Approaching the first baby bird, I knelt down. He was so tiny. I expected to have trouble picking him up. However he craned his head on his too thin little neck toward my hand and actually seemed to do his best to work his way into my palm. I can’t in good conscious say he was cute… He was bald with huge closed eyes, however it was odd to me the similarities he seemed to share with fetal humans. We all start out pretty scrawny and ugly and I felt a maternal sort of protectiveness for him. I put him back in the nest, then went to help his sibling who I thought was already dead. I was wrong, though! He, too, craned toward my hand.
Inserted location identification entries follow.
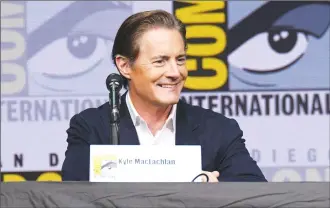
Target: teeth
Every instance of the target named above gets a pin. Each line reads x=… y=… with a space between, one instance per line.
x=167 y=86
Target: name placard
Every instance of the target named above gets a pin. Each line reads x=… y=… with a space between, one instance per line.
x=139 y=163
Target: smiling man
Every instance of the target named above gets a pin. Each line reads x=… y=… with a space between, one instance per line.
x=149 y=52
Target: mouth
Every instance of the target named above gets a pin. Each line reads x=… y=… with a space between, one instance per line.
x=167 y=86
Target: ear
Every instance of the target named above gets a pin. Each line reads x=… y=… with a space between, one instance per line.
x=124 y=66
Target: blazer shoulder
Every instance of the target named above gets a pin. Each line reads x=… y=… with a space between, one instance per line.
x=87 y=120
x=213 y=121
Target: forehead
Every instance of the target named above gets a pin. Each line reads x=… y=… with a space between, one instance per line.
x=161 y=40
The rest of the afternoon I worried over them. Their mother flew back and forth to the nest and I thought maybe they’d be ok. A lady from Oak Mt. called me back and told me I’d done the right thing (and, for future reference, the gloves were unnecessary. The whole thing about your scent making the mother abandon them is a myth) and that the mother could tell whether or not they would make it.
They didn’t make it. I confess I cried. So yesterday, despite other things I needed to do during my little girl’s nap, I had a bird funeral. I put them under the tree where I normally saw their mother. Walking into the garage to put away my spade and gloves, I heard a familiar chirping. I looked up to see the edges of a nest high in the rafters near a space where the roof and wall don’t quite connect, leaving an opening to the outside. New babies! In my garage! I smiled.
This weekend I think I’ll buy some flowers to plant in the basket.